The terrific bombardment, however, now as one looks back, only serves to make the preceding silence stand out more emphatically, and the Madeleine, basking in the moonlight the hour before, more beautiful in its silhouette of grace and bulk against the golden light.

A month on the front lines with thunder beating always, a month of machine-gun racket, a month of bombing by Gothas every night, a month of crunching wheels, a month of pounding motors and rumbling trucks, a month of marching men, a month of the pounding of horses' hoofs on the hard roads of France, a month of sirens and clanging church-bells in the tocsin, and then a day in the valley of vision, down at Domremy where Jeanne d'Arc was born, was a contrast that gave a Silhouette of Silence to me.

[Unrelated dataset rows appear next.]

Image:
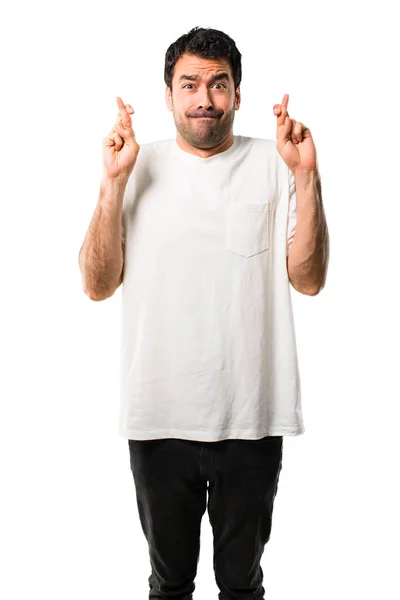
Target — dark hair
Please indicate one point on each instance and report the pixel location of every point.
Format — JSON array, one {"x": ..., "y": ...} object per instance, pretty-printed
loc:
[{"x": 207, "y": 43}]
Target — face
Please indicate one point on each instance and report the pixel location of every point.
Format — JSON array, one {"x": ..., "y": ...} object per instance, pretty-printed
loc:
[{"x": 200, "y": 89}]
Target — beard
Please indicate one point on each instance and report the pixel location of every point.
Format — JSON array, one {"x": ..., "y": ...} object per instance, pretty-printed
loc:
[{"x": 204, "y": 134}]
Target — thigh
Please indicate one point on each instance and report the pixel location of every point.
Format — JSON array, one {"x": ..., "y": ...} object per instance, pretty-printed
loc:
[
  {"x": 241, "y": 497},
  {"x": 171, "y": 497}
]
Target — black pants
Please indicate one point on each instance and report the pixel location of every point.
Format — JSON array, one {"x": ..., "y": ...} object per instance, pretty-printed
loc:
[{"x": 171, "y": 477}]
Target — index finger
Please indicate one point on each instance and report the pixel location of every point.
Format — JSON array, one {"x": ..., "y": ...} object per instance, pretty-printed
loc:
[
  {"x": 284, "y": 112},
  {"x": 122, "y": 108}
]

One day on the Toul line, a train by night, and the next morning so far away that all you could hear was the singing of birds. Peasants quietly tended their flocks. Children played in the roads. The valley was beautiful under the sunlight of as warm and as beautiful a spring day as ever fell over the fields of France. I stood on the very spot where the peasant girl of Orleans caught her vision. I looked down over the valley with "the green stream streaking through it," with silence brooding over it, a bewildering contrast with the day and the month that had just preceded; and it all stands out as one of the Silhouettes of Silence.

Another day, another hour, another part of France. They call it "Calvaire." It covers several acres. The peasants go there to worship in pilgrimage every year. There is a Garden of Gethsemane, with marvellous statues built life-size. Then through the woods there is a worn pathway to the Sanhedrin. This is of marble. Jesus is here before his accusers in marble statuary.

As his accusers question him and he answers them not, they wonder. But those who have seen "Calvaire" in France do not wonder, for from that room there is a clean swath of trees cut, and a quarter of a mile away looms, on a hill, a real Calvary, with the tree crosses silhouetted against the sky, and Jesus is seeing down the pathway the hill of the cross.

Then there is "The Way of the Cross," built by peasant hands. It is a road covered with flintstones as sharp as knives. This flint road must be a mile long, and it winds here and there leading to Calvary, and along its way are the various stations of the cross in life-size figures. Jesus is seen at every step of this agony bearing his cross until relieved by Simon. Over this flintstone every year the people come by thousands, and crawl on their naked knees or walk on their naked feet. Every stone is stained with blood; stumbling, cruelly hurt, bleeding, they go "The Way of the Cross," and I have no doubt but that they go back to their homes better men and women for having done so.

The day that we went to "Calvaire" it was a fitful June afternoon. As we walked along "The Way of the Cross," across the field, past the living, almost breathing, statues of the Master bearing his cruel cross, past the sneering figures of those who hated him, and past the weeping figures of those who loved and would aid him, and as we came to the hill itself, suddenly black clouds gathered behind it and rain began to pour.